Beauty is also ephemeral. Take a look at the autopsy shot of Marilyn Monroe. Great beauty caught in its prime is like a rose blossoming in spring. It’s ineffable and
magnetic and yet when it dies, when the flower fades, one wonders if the beauty
were simply an illusion. Was it, in fact, only skin deep, epidermis and morphology, or was there some
inner spirit that shone from underneath, something incandescent? We welcome
beauty, just as we shun ugliness, yet we know nothing about it. We don’t know
Kate Upton from Adam, or Eve as it were and yet she is the welcome guest in our
imaginations. Not in everyone’s imagination. If beauty is indeed in the eye of the beholder, aren’t we, in one sense, simply talking about the segment of the population that thumbs those worn covers of Sports Illustrated? On the other hand there is the kind of immortal beauty Keats was talking about in Ode on a Grecian Urn. Of course, his example was crockery.
Wednesday, February 15, 2012
Swimming Not to Cambodia
Kate Upton, this year’s Sport Illustrated Swim Suit issue cover girl is no Anna Magnani. To begin with she is blond rather than dark and she lacks the hair in her armpits that was one of the things that made Open City’s neorealism complete.
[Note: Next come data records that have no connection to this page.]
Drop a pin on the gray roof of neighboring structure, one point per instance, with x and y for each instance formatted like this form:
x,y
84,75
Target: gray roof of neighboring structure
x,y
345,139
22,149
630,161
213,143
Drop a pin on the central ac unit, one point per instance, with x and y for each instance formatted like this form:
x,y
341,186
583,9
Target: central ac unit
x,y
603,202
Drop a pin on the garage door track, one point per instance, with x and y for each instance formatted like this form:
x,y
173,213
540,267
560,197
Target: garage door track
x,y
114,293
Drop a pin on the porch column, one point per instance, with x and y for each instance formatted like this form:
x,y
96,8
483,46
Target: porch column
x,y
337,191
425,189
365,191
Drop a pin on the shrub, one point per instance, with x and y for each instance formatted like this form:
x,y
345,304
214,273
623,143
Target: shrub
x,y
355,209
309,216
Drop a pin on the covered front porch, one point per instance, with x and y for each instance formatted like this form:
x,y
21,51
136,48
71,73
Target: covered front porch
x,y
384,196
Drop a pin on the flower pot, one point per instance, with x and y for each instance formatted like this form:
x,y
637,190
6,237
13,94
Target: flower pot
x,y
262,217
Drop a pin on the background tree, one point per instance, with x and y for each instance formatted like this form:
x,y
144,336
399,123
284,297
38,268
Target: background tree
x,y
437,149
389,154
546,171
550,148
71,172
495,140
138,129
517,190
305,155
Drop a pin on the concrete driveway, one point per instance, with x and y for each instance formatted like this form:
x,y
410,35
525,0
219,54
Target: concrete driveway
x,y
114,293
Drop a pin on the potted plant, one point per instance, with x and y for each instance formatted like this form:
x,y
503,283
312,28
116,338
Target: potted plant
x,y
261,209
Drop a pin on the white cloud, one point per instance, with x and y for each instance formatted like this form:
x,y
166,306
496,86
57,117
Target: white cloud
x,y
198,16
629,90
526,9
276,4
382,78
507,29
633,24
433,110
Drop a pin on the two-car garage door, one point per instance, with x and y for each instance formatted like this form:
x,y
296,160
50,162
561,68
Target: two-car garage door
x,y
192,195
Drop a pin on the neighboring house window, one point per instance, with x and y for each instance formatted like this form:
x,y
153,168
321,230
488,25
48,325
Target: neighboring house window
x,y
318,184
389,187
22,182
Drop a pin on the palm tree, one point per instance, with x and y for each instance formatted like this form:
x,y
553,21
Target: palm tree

But she's a giant step away away from the anorexic and pedophilic Brazilian waxed babes that fashion mags stuff down our throats as if we were goose livers being turned into fois gras (although the actual question of whether she is Brazilian waxed or not has not as yet been reported in the press). Yes like Arab spring a popular uprising has occurred due to social networking and this grass roots rebellion has produced Kate Upton. Listen to the Times’ Guy Trebay "waxing" about the phenomenon (“Model Struts Path to Stardom Not on Runway, but on You Tube,” NYT, 2/13/12), “it is increasingly difficult for the industry to ignore the world outside the Fashion Week tents, particularly the one that is virtual.” Whatever fashionistas may think, deconstructionists should delight in Trebay’s locution which delivers the unmistakable connotation that the ideal will be replaced with the unreal. In his piece he describes how Ivan Bart of IMG Models, “the company behind the multimillion-dollar careers of woman like Gisele Bundchen” came to respond to a woman who came “from obscurity to No. 2 on a list of the world’s 99 ‘top’ women compiled by AskMen.com, an online magazine with 15 million readers.” “ ‘Kate is bigger than fashion,” Trebay quotes Bart as saying. "‘She’s the Jayne Mansfield of the Internet.’” Kate may have something in common with Barbie but she’s got her “Christian Louboutin stilettos” planted firmly in the air.